Not to shortchange Schrader's direction, though, which as usual is right on target for the material. He begins in a brightly colored, idealized suburban landscape, filled with all of the usual imagery you'd expect in this sort of light-hearted period and location. Then, slowly, he slides into darker territory, carrying us into the decadent seventies, breaking shots into shorter lengths, shaking the camera, depicting with his cinematography and editing the fall of his protagonist. Admittedly, the techniques Schrader employs here to depict Crane's breakdown have been used many times before, but I still found them extremely effective here.

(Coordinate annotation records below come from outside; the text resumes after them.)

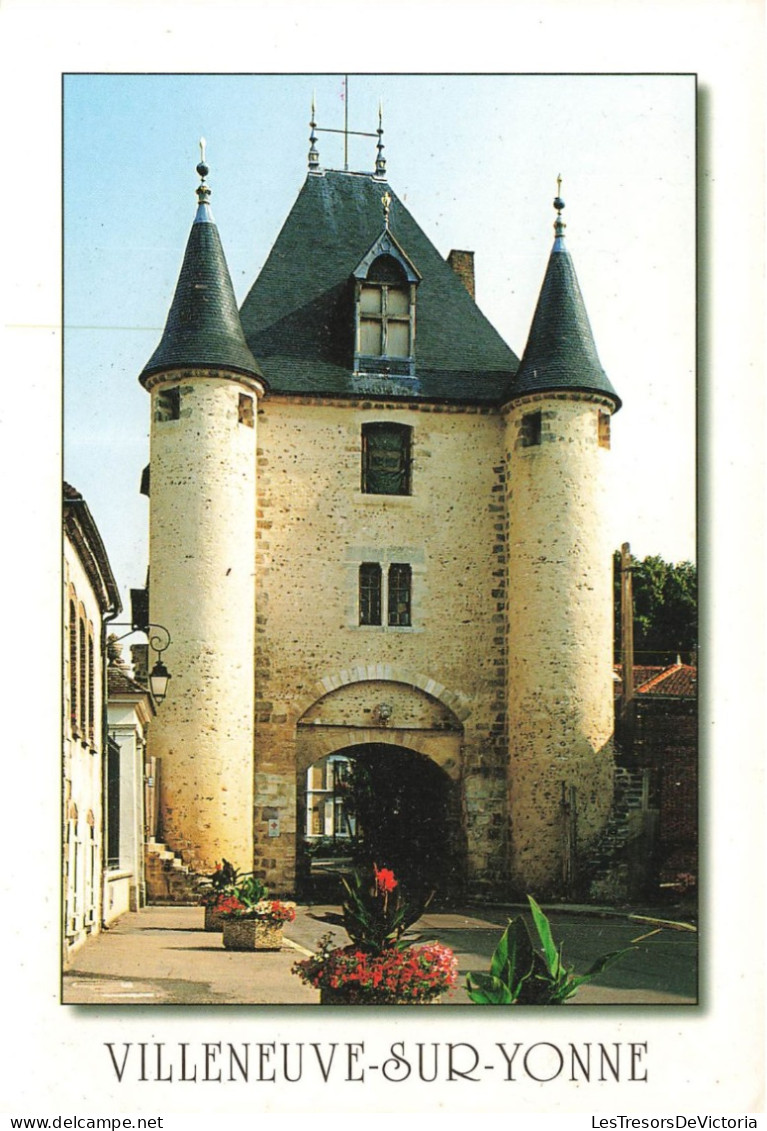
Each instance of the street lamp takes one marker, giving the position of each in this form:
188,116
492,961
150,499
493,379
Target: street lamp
158,638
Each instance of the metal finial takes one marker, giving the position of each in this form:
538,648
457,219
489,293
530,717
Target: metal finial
559,204
313,153
386,200
380,160
203,190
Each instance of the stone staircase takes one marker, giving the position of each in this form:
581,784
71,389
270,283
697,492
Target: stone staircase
169,880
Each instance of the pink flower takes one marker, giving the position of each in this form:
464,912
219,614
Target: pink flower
385,879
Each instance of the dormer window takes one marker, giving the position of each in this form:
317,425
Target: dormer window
385,285
387,310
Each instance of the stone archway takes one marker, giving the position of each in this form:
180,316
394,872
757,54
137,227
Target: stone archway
387,804
401,747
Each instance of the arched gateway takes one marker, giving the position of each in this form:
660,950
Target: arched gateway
379,776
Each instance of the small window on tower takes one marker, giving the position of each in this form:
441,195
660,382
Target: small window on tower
399,595
370,593
386,458
169,404
246,409
529,432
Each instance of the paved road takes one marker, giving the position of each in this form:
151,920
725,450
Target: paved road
162,956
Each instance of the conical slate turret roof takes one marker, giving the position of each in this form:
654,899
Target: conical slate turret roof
203,327
560,352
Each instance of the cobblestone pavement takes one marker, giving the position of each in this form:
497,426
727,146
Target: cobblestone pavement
162,956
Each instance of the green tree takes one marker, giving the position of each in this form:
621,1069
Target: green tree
665,610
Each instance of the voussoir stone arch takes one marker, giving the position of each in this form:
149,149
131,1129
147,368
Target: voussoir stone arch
455,700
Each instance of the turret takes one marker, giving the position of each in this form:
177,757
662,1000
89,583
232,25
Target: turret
205,385
560,709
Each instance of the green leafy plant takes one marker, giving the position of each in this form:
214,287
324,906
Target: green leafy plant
220,883
378,913
249,890
520,974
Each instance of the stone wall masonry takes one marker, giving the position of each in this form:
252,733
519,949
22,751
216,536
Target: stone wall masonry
560,636
315,527
201,549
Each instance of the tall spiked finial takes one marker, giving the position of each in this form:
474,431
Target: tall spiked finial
380,160
313,153
386,200
203,189
559,204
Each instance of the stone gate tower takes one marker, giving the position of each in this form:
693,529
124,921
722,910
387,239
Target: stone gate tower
560,694
205,385
408,575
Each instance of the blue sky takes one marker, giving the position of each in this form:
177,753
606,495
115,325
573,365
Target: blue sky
474,157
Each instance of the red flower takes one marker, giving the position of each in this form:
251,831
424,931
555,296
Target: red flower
385,879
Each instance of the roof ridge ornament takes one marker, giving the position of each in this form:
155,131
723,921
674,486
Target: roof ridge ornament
380,160
203,190
559,204
204,214
313,152
386,200
313,155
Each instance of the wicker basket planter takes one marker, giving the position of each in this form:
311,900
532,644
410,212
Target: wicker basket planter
252,934
214,920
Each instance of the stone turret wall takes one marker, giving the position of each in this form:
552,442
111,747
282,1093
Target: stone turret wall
201,588
560,636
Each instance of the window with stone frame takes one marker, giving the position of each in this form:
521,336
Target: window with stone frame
386,311
371,586
399,588
386,458
529,432
167,405
74,671
386,594
327,814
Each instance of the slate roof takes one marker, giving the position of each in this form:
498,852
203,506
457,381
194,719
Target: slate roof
82,531
560,352
203,327
298,317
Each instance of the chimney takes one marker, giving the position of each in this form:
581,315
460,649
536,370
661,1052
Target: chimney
463,265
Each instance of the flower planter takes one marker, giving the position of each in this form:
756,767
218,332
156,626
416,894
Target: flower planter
214,920
252,934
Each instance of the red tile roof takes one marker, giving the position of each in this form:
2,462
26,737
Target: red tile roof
677,680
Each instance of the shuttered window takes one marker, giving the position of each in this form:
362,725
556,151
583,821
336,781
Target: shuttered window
386,458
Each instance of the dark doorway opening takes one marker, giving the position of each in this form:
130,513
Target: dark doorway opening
387,805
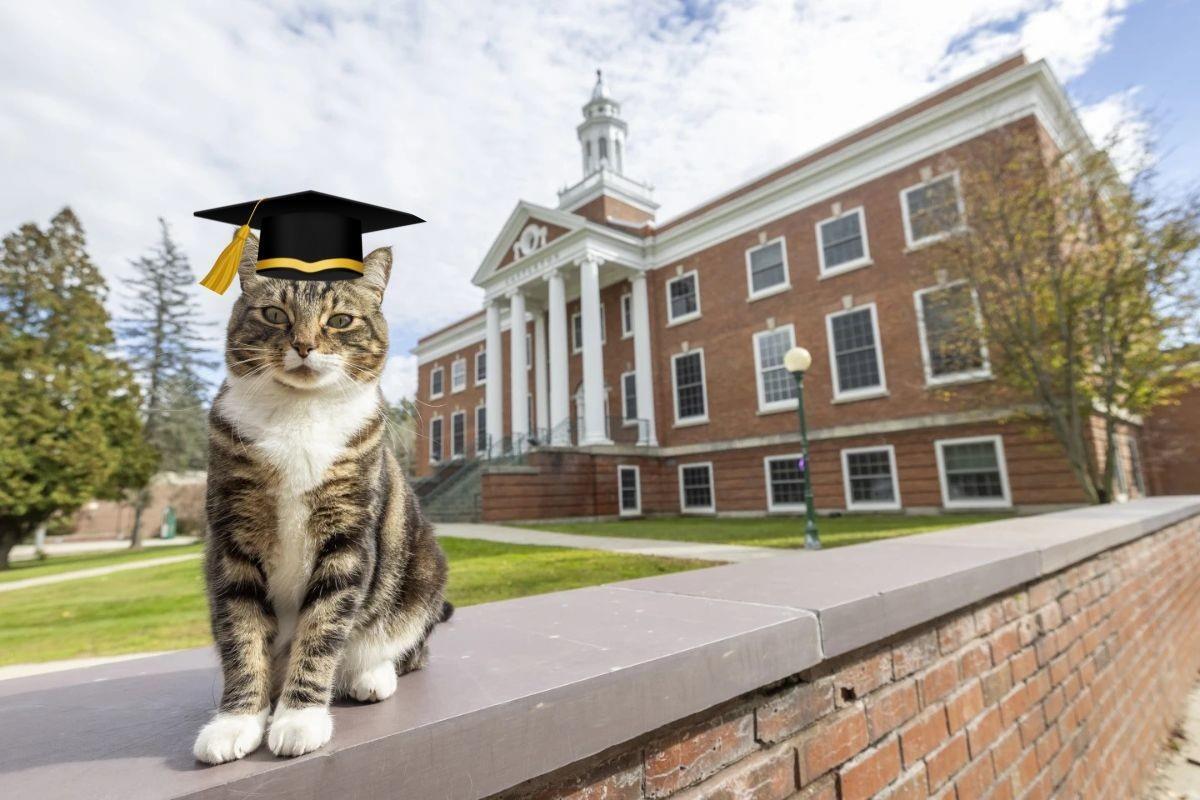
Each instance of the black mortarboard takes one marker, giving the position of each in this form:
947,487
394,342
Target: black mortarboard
303,236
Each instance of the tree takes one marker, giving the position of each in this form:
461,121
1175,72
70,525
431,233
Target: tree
1085,288
161,337
70,429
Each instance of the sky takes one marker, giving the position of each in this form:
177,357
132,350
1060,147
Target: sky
455,110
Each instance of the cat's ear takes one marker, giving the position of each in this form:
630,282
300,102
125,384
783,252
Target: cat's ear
377,269
249,260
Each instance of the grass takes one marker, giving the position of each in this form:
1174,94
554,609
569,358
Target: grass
772,531
55,564
163,607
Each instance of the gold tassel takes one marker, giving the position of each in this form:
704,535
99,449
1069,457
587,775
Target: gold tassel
226,266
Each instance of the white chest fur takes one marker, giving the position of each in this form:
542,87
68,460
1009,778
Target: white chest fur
300,435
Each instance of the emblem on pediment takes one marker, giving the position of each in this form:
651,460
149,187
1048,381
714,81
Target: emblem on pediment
532,239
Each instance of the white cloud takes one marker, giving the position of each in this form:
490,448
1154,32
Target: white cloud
129,110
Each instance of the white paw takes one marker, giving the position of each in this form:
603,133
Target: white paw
229,737
375,684
295,732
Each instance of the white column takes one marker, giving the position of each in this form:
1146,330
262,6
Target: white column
643,374
540,391
559,394
593,355
520,378
495,389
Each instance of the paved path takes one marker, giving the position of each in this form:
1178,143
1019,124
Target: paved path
96,571
665,548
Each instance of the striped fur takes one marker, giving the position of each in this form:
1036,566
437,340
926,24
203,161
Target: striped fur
323,576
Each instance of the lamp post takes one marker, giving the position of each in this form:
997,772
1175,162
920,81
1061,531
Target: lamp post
797,361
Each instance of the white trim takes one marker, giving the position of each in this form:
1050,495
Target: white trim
637,489
895,479
916,244
774,405
864,392
846,266
461,453
703,388
1002,465
982,373
687,318
712,488
441,370
454,388
775,288
771,497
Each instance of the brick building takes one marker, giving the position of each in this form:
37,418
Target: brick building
651,380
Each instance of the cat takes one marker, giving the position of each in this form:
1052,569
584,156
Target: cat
323,576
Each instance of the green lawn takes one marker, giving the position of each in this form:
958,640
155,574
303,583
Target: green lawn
55,564
163,607
772,531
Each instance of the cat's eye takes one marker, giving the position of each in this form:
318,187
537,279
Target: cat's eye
275,316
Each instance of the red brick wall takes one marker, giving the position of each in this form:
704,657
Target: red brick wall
1066,687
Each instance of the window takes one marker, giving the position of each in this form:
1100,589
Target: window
870,477
931,210
972,473
841,242
480,429
683,298
459,376
481,367
767,269
857,362
951,334
777,388
435,439
629,397
696,488
437,383
688,374
785,482
630,491
457,434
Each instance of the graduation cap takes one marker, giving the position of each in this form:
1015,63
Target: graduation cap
303,236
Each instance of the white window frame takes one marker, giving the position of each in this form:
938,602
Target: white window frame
685,318
442,447
703,388
637,486
865,392
751,295
1001,463
771,498
774,405
454,384
712,488
849,266
432,372
624,396
461,453
851,505
915,244
982,373
480,358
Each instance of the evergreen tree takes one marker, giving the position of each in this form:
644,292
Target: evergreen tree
70,431
161,337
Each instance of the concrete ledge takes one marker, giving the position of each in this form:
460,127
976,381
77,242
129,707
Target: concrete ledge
520,689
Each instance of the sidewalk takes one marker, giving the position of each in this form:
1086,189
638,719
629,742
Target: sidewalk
664,548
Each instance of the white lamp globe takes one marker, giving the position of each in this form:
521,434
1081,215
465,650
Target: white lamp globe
797,360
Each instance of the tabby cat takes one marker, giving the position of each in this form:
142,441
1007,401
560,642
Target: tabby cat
323,577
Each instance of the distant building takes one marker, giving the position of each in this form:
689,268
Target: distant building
648,374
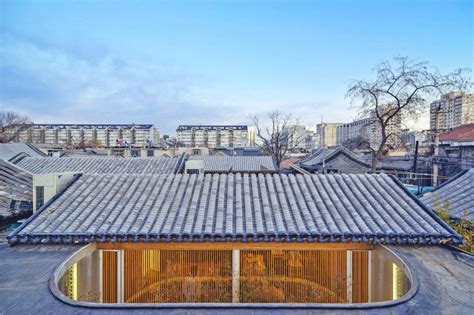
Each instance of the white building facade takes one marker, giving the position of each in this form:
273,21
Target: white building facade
94,135
212,136
455,109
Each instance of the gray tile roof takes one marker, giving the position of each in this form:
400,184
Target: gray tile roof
325,155
102,165
314,208
237,164
10,150
16,192
458,192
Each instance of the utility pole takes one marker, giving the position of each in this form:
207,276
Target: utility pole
415,160
321,137
436,149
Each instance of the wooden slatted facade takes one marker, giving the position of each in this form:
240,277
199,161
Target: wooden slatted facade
265,276
110,276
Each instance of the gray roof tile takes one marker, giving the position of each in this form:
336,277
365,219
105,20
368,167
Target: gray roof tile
16,192
9,151
324,208
102,165
457,192
237,164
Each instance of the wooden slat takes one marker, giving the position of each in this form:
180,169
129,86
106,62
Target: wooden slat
109,276
236,245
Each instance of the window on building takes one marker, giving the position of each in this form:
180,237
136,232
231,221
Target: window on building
117,152
39,196
135,152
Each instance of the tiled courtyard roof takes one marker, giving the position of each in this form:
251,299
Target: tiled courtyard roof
102,165
325,155
457,192
9,151
16,192
371,208
237,164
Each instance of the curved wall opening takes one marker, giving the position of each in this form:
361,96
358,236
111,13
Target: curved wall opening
159,275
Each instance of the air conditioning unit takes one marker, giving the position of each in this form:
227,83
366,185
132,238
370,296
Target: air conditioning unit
194,167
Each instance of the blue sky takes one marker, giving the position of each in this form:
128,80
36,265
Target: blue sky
180,62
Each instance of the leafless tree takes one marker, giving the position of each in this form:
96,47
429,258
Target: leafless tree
401,89
277,135
11,124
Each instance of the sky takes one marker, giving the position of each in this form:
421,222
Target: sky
214,62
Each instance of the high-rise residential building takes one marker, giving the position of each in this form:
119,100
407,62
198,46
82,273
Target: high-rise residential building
357,128
393,129
212,136
95,135
326,134
455,109
301,138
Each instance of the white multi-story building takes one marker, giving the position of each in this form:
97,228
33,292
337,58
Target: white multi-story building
393,129
358,128
326,134
95,135
455,109
301,138
212,136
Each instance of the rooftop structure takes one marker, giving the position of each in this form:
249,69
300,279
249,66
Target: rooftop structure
13,151
16,192
311,208
103,165
339,160
457,194
237,164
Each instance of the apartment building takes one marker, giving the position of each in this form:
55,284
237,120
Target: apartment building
96,135
301,138
326,134
211,136
352,130
456,109
394,129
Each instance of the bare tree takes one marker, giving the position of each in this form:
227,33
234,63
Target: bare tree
11,124
278,135
401,89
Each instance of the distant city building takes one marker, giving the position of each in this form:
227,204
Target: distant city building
409,138
456,109
353,130
302,139
211,136
393,129
94,135
330,135
326,134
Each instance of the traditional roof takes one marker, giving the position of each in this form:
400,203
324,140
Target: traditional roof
400,163
16,192
102,165
371,208
458,192
9,151
237,164
459,134
325,155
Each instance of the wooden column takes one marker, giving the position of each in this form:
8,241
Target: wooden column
349,276
235,276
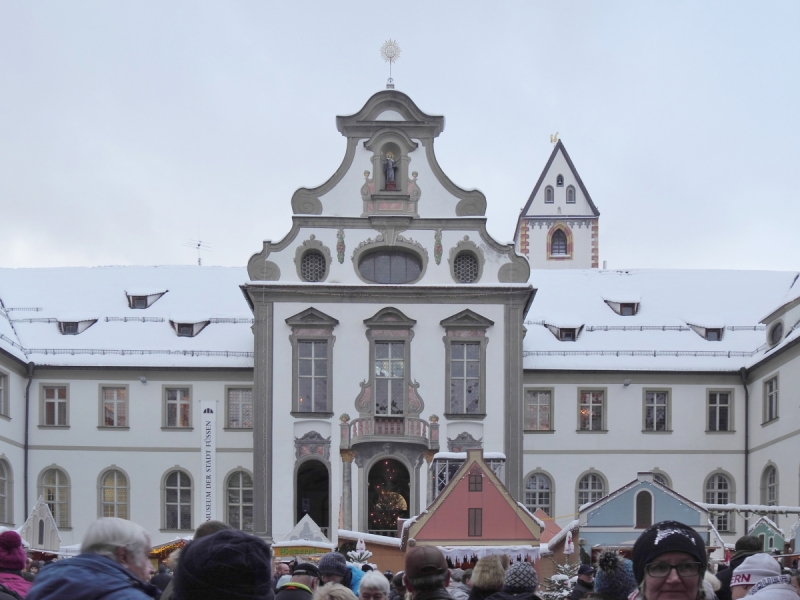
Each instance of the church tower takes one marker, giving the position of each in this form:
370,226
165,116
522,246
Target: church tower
558,228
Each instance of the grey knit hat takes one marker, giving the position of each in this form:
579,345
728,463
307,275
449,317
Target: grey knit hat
332,563
520,577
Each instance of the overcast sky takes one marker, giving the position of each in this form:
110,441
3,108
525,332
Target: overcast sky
129,128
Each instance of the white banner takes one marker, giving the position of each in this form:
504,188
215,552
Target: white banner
209,460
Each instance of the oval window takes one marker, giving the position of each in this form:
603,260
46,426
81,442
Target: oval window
390,266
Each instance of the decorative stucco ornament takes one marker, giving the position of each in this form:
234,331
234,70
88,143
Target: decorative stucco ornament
437,246
390,52
340,246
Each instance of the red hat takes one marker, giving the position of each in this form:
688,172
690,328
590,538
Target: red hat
12,554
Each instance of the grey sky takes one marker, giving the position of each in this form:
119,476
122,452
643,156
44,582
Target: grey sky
129,128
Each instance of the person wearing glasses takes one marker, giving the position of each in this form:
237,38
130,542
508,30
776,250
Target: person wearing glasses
669,561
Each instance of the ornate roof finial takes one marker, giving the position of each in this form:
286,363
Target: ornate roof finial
390,52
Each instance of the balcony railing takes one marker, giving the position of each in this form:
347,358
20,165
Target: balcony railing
370,429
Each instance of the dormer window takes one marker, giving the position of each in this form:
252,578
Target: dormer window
142,300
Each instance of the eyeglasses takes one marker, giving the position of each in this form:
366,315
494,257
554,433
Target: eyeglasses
661,570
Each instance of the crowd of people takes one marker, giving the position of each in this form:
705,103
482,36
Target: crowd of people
669,562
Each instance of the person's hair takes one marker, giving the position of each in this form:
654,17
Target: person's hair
488,573
105,535
334,591
209,528
427,583
376,581
748,543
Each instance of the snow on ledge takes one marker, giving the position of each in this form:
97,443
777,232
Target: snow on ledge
370,537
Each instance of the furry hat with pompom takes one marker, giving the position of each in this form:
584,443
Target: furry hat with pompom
12,554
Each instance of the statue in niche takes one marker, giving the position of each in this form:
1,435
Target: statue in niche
388,161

For the last thirty minutes of the film, I felt genuinely ill; not because I thought the projector was out of focus, as many have complained, but because Schrader and Kinnear were taking me to a dark place and immersing me in it. As I said before, this type of film is not for everybody, but for those interested in the dark side of man, this film is not to be missed. I think that at the very least, the merit of these depressing morality tales is that they provide an exact blueprint of the way not to live our lives. I suppose that showing Crane checking himself into therapy and dealing with his problems and utimately healing himself would be valuable as well, but it wouldn't make for a good film, or a true one. Some people argue against the very existence of this type of movie. My response to them is that in real life for every strong-willed person who solves their problems and triumphs over adversity, there is another loser who ultimately fails to deal with life and implodes upon their own insecurity and weakness. Until this changes, someone needs to continue making these films.